Das eigentliche Thema – oder ob das Endprodukt ein Bericht, eine Präsentation, ein Programm oder sonst etwas sein soll – ist eigentlich egal. Wir wollen den bestmöglichen Workflow für Wissen auf Knopfdruck finden. Und grundsätzlich könnte man so auch andere Business-Ideen umsetzen.
Klingt ja ganz schön. Aber wollen sich Menschen wirklich Befehle von Maschinen geben lassen?
Fidler: Sie werden ja nicht befehligt. Sie bekommen einfach einen Job angeboten, den sie annehmen oder ablehnen können. Für viele Freelancer ist doch gerade das ständige Pitchen und Jobsuchen frustrierend. Ich glaube, es ist viel angenehmer, wenn der Job mich findet, als wenn ich ihn suchen muss.
Was würde das für den Arbeitsmarkt bedeuten? Dann fielen ja viele Management-Positionen weg.
Fidler: Das ist richtig. Aber ich glaube, dass sich die Menge der Geschäftstransaktionen und das gesamte Bruttoinlandsprodukt vervielfachen würden, wenn Unternehmen so funktionierten. Und wenn Menschen statt 90 Prozent nur noch 60 Prozent der Arbeit übernehmen, aber das Bruttoinlandsprodukt sich verdreifacht, dann hebt sich dieser Negativeffekt auf. Und zusätzlich wäre das Taskrouting – also das gezielte Matching von Aufträgen und Auftraggnehmern – sicher für viele Menschen eine Befreiung.
Wirklich? Ich bin mir da nicht so sicher.
Fidler: Schauen sie, die meisten Menschen sind heute mit ihren Jobs unzufrieden. Das zeigen viele Umfragen. Ein Grund ist, dass sie oft nur zu einem Drittel an Aufgaben arbeiten, für die sie wirklich brennen und gut sind. Und zu zwei Dritteln beschäftigen sie sich mit irgendwelchen anderen Pflichten, denn sie müssen nun einmal die Arbeitszeit erfüllen, für die sie bezahlt werden. Wäre es da nicht viel besser, wenn man stattdessen immer nur solche Jobs vermittelt bekäme, die exakt den eigenen Fähigkeiten entsprechen?
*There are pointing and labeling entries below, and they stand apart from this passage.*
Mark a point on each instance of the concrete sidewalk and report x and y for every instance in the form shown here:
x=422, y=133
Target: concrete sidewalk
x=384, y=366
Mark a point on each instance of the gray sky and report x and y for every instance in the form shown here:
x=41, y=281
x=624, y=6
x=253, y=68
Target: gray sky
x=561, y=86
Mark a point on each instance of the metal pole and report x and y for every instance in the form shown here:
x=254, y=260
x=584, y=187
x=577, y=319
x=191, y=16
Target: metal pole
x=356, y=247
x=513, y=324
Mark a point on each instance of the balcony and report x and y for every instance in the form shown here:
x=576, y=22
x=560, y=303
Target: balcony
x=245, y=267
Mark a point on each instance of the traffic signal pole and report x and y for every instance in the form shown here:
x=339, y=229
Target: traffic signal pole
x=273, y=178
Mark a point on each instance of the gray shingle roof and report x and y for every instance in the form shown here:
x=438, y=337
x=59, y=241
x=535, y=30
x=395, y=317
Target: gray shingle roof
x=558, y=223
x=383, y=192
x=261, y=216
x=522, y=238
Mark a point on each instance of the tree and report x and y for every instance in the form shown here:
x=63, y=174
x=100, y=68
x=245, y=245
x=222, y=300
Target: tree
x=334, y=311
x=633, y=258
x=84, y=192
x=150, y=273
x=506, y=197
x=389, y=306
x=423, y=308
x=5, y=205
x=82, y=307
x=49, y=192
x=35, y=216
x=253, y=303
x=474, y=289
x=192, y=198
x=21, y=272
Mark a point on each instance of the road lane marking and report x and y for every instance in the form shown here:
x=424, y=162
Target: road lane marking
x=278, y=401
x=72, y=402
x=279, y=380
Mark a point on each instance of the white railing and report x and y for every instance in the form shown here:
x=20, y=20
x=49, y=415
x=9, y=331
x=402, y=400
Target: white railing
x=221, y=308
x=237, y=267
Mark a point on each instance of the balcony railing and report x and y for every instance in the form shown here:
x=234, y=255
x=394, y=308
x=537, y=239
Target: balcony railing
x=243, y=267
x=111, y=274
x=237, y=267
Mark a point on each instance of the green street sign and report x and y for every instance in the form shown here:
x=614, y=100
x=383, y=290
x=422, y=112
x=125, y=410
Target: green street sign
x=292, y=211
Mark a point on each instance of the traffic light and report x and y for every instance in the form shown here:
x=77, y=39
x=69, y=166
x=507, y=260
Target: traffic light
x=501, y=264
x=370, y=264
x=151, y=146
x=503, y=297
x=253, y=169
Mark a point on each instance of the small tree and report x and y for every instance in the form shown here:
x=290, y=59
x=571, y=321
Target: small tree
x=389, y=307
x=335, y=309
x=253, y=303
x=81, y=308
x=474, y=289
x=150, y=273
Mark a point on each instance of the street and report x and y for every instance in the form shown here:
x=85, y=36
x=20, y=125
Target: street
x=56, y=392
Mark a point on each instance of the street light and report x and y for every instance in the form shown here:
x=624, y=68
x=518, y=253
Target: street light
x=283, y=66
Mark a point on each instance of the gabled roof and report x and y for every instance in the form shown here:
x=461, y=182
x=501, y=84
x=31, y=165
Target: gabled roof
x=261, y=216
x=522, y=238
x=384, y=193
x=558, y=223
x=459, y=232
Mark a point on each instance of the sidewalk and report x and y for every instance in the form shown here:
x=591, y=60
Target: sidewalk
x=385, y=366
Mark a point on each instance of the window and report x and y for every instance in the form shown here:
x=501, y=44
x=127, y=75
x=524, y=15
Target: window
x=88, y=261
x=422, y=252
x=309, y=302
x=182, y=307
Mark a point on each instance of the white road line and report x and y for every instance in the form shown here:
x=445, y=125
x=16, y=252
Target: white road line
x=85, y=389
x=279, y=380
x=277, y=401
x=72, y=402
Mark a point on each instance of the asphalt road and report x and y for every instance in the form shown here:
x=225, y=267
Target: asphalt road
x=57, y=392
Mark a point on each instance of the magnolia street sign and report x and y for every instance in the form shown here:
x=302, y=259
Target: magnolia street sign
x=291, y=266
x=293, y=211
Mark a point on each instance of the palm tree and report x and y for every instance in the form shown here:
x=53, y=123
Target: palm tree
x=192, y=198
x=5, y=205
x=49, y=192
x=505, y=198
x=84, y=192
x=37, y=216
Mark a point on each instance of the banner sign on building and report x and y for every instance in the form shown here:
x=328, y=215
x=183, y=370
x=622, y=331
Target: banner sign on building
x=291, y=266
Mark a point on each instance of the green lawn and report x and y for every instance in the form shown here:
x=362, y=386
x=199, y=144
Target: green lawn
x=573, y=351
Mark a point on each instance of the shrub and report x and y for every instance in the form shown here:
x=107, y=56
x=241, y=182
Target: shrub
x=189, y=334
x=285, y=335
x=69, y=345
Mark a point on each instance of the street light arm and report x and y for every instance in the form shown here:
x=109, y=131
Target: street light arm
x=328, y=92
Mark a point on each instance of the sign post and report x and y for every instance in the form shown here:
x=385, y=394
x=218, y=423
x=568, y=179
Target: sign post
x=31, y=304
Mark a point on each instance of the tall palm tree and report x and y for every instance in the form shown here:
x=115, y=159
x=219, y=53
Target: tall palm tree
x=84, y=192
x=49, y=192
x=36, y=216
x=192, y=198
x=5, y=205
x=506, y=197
Aber unsere Vergütungssysteme, sozialen Sicherungen und die ganze Gesellschaft sind auf klassische Jobs ausgerichtet. Sie passen doch gar nicht zu dieser fluiden Arbeitswelt aus Freelancern!
Fidler: Das ist richtig. Aber ich glaube auch, dass es sich lohnen würde, diese Modelle so umzubauen, dass freies Arbeiten nicht automatisch mit größeren Risiken und Unsicherheiten verbunden ist.